Я знаю, в чем секрет евреев.
Нам всем плевать на других. Мы ищем только подтверждение собственной значимости в похвале, восторге, уважении и никогда его по-настоящему не находим. Так и мыкаемся неудовлетворёнными. А бабушкам-еврейкам не трудно, и они восторгаются так искренне и живо, — и мы удовлетворяемся наконец-то ненадолго.
И все, мы в плену. Мы в наркотической зависимости от бабушек-евреек. И теперь всегда хочется, чтобы даже из-за ерунды вот так меня всегда гладили по рукаву.
Морозы и человеченка
В Ясенево есть идеальный круг: 3 км с правильным распределением наклонов и спусков. Ни светофоров. Ни ограждений. Бегай — не хочу!
Не хочу. Задолбали собаки. Ополоумевшие женщины на прогулке отпускали своих,,грызунов,, и, конечно же, им всем было дело до моей бегущей задницы. Я успевала отбиться, пнуть, увернуться, но каждый раз играть в войнушку,,я и петлюровцы,, напрягало.
Все! На хер такой спорт, до здравствует водка. Но бегать все-таки хотелось…
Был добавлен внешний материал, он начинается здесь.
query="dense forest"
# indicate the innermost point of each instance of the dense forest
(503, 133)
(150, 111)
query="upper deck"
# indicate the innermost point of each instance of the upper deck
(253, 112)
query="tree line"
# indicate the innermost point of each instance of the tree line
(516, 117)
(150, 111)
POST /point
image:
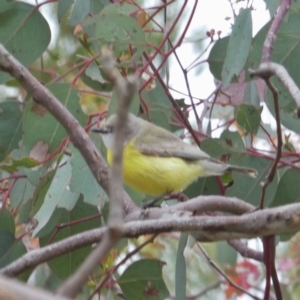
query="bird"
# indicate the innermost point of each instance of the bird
(155, 161)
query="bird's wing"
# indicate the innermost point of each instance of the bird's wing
(160, 142)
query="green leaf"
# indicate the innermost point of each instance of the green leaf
(143, 280)
(229, 143)
(122, 33)
(14, 164)
(159, 107)
(114, 103)
(63, 7)
(288, 189)
(203, 186)
(18, 26)
(94, 73)
(45, 127)
(67, 264)
(238, 47)
(216, 57)
(248, 117)
(84, 182)
(48, 133)
(272, 6)
(78, 12)
(7, 221)
(180, 273)
(248, 188)
(251, 95)
(10, 249)
(10, 127)
(58, 195)
(226, 255)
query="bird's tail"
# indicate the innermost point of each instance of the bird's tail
(242, 170)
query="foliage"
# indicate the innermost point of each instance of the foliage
(48, 191)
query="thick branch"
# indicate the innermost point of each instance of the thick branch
(259, 223)
(77, 134)
(266, 70)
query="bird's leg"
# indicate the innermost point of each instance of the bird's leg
(153, 201)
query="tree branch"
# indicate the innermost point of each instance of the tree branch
(77, 134)
(265, 222)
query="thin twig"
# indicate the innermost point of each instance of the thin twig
(125, 91)
(222, 273)
(265, 222)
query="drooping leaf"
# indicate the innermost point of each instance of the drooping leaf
(143, 279)
(48, 133)
(180, 273)
(79, 10)
(58, 195)
(122, 33)
(84, 182)
(10, 127)
(10, 249)
(18, 26)
(248, 117)
(67, 264)
(238, 46)
(288, 188)
(6, 221)
(14, 164)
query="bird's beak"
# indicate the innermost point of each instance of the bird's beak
(103, 130)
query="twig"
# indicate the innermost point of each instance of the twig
(115, 268)
(265, 222)
(266, 70)
(273, 169)
(222, 273)
(77, 134)
(125, 91)
(271, 35)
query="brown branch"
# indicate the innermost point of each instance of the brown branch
(265, 222)
(266, 70)
(271, 35)
(223, 274)
(77, 134)
(125, 91)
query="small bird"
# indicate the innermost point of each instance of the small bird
(155, 161)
И вот наступили дикие, за двадцать, морозы. Желающих подолгу вентилировать зад питомцев поубавилось, и это был сигнал: наступило мое время!
Да здравствует спорт с непрокушенной жопой!
И я побежала. На улице никого! Красота.
Вдруг впереди, на перекрестке, показались две девушки. Они переминались с ноги на ногу, хихикали и не решались перейти дорогу. Да, что там у них?! Я выскочила бодрым темпом из-за их спин, и дальше было как в Матрице. На другой стороне дороги, в трех метрах, сидела машина для убийства. Здоровый, черный пес не мог определиться, с какой начать, и тут я несусь ему прямо в рот. Как Киану Ривз, каким-то немыслимым изломом поясницы, я вывернулась влево в сантиметре от щелкнувшей пасти и понеслась на противоположную сторону дороги. Собакевич рванул за мной, но поток машин отрезал меня. Я было выдохнула, а напрасно. Он бежал параллельно мне, лая и скалясь, и скоро будет светофор…
На светофоре любитель человеченки сделал смелую попытку перебежать ко мне — свежему мяску. Но пес учил правила ПДД, а водитель авто — нет. Торопясь и проскакивая на зеленый, нарушитель спас мою жопу от пирсинга. Пес еще пару раз четко прощелкал мне,,встречу-съем» и, как гепард при неудавшейся попытке завалить косулю, сделал вид, что просто гулял. Удалился, насвистывая. Даже моя куртка сдала нервами-разошелся замок. Пришлось в магазине ждать, пока за мной приедет Олег и увезет к антидепрессантам, домой.
Тяга к путешествиям меряется в Гоголях
Может быть я — Гоголь? Вот Николай Васильевич любил «проездиться», а я вообще без этого жить не могу. Тревелозависимость. Самолет, как оставление грехов, перешел борт и очистился до возвращения. А когда вернулся, калейдоскоп уже не так и черен.
Неспокойной, мне не сидится на месте. Тянет в дорогу. Это все ген «ай на-нэ, на-нэ» в крови. Вот и Чичиков был умышленно заражен. Выплеснул Николай Васильевич наежженное в «Мертвые души».
А, казалось бы, всего лишь плохие отзывы первой постановки «Ревизора» — и все: гуд бай, отчизна! Он даже с Пушкиным не попрощался. Рванул, как с джампингом прыгнул. И даже с гениями, что творят неприятности!
Говорят, большое видится на расстоянии, а я бы про себя добавила: «а геморрой рассасывается».
Но отпуск самолетом — это не эмиграция на карете. В кресло сел — и обнулился. А на карете пока до пограничных столбов дохлюпаешь… Да, хоть бы и поездом…
В нашем предприятии главное отсечка! Взлет и гравитация в копчиковой части переключает тумблер и… только небо-о-о, и только-о-о ветер, и только радость впе-ре-ди… (с). Запланированная амнезия.
А у Гоголя? Вот-вот-вот пограничный столб приближается, приближается и-и-и- пока тягловая скотина дотянула, с Гоголем случилась тоска, и он, впоследствии, сжег написанные главы второго тома поэмы и написал вместо них завещание.
Только самолетом!
10 лет Гоголь провел вдали от России. Целая эмиграция. Его, как вихрь, несло: Гамбург, Швейцария, Париж, Дрезден, Прага, Венеция, Берлин, Флоренция… У меня тоже был опыт 10 городов за 7 дней, и это, знаете, расшатывает психику.